In step 101, the text processing method can be determined according to actual conditions and is not limited here. As an example, the text processing method can be an event homonym resolution method based on BERT pre-training.

The first text may be determined according to actual conditions, and is not limited here. As an example, the first text may be an event sentence. The obtaining of the first text may be to determine the event sentence based on the corpus in a preset corpus. The preset corpus may be determined according to actual conditions, and is not limited here. As an example, the preset corpus may be the corpus of the International Knowledge Base Population Contest and the 2005 Automatic Content Extraction Contest. Extraction, ACE) corpus.

The step of acquiring the event pair data included in the first text may include acquiring the first text; and preprocessing the first text to obtain the event pair data included in the first text.

In some embodiments, two event sentences in the first text that need to be judged as having a same-referential relationship are used as event pair data included in the first text.

In some embodiments, the preprocessing of the first text may include: performing data cleaning on the first text in combination with a regular expression and a stop word list; filtering special symbols and stop words in the first text; and restoring words in the first text to their original forms.

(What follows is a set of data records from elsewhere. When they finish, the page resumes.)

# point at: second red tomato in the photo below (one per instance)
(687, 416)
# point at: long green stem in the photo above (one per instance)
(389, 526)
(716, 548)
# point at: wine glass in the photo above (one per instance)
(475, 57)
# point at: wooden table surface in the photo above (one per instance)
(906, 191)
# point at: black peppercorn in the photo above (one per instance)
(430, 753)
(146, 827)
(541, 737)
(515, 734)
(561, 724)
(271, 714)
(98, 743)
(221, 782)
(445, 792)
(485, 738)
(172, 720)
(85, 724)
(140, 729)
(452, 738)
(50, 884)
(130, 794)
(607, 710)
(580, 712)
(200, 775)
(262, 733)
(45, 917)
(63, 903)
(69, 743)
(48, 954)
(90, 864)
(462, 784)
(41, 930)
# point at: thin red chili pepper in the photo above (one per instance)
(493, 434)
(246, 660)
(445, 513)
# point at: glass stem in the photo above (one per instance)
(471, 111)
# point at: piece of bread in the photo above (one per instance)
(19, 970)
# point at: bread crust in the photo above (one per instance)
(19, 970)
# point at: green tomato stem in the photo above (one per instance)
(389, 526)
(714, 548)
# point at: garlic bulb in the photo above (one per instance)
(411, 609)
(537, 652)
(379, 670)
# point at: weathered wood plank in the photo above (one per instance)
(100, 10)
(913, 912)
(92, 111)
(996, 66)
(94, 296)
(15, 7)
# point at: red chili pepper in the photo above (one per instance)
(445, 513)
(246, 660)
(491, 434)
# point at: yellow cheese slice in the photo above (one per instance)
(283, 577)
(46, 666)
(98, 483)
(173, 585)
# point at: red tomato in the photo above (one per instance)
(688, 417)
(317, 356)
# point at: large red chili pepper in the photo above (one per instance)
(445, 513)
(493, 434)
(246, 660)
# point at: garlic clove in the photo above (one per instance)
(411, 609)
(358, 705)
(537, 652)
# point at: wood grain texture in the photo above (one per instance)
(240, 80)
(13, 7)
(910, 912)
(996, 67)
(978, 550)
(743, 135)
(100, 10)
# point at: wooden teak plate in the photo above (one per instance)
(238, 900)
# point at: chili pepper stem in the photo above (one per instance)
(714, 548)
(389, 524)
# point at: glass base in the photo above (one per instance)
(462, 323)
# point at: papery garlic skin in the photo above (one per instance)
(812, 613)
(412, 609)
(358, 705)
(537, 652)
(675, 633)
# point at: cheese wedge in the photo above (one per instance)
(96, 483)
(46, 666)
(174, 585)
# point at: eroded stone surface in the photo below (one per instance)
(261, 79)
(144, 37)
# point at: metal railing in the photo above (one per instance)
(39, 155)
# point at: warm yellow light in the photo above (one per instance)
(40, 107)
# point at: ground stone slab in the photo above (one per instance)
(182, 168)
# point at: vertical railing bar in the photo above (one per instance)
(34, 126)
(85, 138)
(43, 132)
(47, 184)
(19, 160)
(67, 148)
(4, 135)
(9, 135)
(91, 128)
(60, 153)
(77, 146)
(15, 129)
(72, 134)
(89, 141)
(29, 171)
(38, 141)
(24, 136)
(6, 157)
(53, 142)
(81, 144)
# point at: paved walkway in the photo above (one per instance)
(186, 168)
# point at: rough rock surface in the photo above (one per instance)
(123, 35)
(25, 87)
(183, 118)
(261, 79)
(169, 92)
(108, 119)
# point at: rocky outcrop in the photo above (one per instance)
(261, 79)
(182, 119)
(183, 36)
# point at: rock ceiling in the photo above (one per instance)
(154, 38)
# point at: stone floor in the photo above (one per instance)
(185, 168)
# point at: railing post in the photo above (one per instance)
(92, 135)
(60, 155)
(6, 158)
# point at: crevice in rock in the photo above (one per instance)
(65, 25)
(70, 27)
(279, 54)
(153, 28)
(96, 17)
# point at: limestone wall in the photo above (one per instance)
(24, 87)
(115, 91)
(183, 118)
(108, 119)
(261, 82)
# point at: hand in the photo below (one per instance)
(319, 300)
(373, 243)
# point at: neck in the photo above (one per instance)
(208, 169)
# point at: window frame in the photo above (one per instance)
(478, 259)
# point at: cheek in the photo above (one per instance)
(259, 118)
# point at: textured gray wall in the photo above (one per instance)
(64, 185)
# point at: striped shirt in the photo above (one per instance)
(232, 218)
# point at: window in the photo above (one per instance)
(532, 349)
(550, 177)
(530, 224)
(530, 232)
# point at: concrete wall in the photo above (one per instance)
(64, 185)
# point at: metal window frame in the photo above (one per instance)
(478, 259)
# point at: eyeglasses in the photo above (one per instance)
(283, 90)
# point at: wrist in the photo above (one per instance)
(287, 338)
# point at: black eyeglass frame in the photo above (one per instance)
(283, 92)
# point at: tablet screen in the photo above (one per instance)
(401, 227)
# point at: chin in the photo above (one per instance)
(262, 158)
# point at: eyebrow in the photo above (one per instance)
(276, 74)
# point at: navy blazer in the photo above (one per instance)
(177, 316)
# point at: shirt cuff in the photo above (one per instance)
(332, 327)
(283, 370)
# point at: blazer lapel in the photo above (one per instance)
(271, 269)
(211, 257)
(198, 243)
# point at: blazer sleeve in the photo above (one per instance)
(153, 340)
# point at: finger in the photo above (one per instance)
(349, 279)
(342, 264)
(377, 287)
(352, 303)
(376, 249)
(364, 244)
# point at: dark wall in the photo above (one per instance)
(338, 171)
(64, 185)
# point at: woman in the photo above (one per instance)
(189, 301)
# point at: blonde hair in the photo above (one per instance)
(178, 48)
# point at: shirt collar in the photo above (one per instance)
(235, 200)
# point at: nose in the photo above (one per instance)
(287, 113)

In step 102, the event pair data is processed using a dependency syntax analysis tool to obtain event short sentence pair data corresponding to the event pair data. This can be done by respectively processing each of the two event sentences in the event pair data using a dependency syntax analysis tool to obtain two event short sentences corresponding to the two event sentences, and using the two event short sentences as the event short sentence pair data corresponding to the event pair data.

In step 103, the first linear similarity can be determined according to actual conditions, which is not limited here. As an example, the first linear similarity can be the first cosine distance of the event pair data; the second linear similarity can be determined according to actual conditions, which is not limited here. As an example, the second linear similarity can be the second cosine distance of the event phrase pair data.

The first nonlinear similarity can be determined according to actual conditions and is not limited here. As an example, the first nonlinear similarity can be the first bilinear distance and the first single-layer network distance of the event pair data; the second nonlinear similarity can be determined according to actual conditions and is not limited here. As an example, the second nonlinear similarity can be the second bilinear distance and the second single-layer network distance of the event phrase pair data.

In step 104, after determining the confidence of the event pair data, the method further includes: judging whether the confidence is greater than a preset threshold; if the confidence is greater than the preset threshold, determining that the event pair data has a same-reference relationship; wherein the existence of the same-reference relationship between the event pair data indicates that the degree of the same-reference relationship between the event pair data is high; if the confidence is less than or equal to the preset threshold, determining that the event pair data does not have a same-reference relationship; wherein the event pair data has a same-reference relationship between the event pair data and the same-reference relationship between the event pair data. The absence of a common reference relationship for the data indicates that the degree to which the event has a common reference relationship for the data is low. The preset threshold can be determined according to actual conditions and is not limited here. As an example, the confidence level can be a value between 0 and 1, and the preset threshold can be 0.5.

The disclosed embodiment provides a text processing method, which obtains event pair data included in a first text; uses a dependency syntax analysis tool to process the event pair data to obtain event short sentence pair data corresponding to the event pair data; determines the first linear similarity and the first non-linear similarity of the event pair data and determines the second linear similarity and the second non-linear similarity of the event short sentence pair data; determines the confidence of the event pair data based on the event pair data, the event short sentence pair data, the first linear similarity, the first non-linear similarity, the second linear similarity and the second non-linear similarity; the confidence characterizes the degree to which the event pair data has a co-referential relationship. By combining the first linear similarity and the first non-linear similarity of the event pair data and the second linear similarity and the second non-linear similarity of the event short sentence pair data to determine the confidence of the event pair data, it is possible to make up for the defect that the linear similarity determines the confidence by only considering the event pair data as a whole.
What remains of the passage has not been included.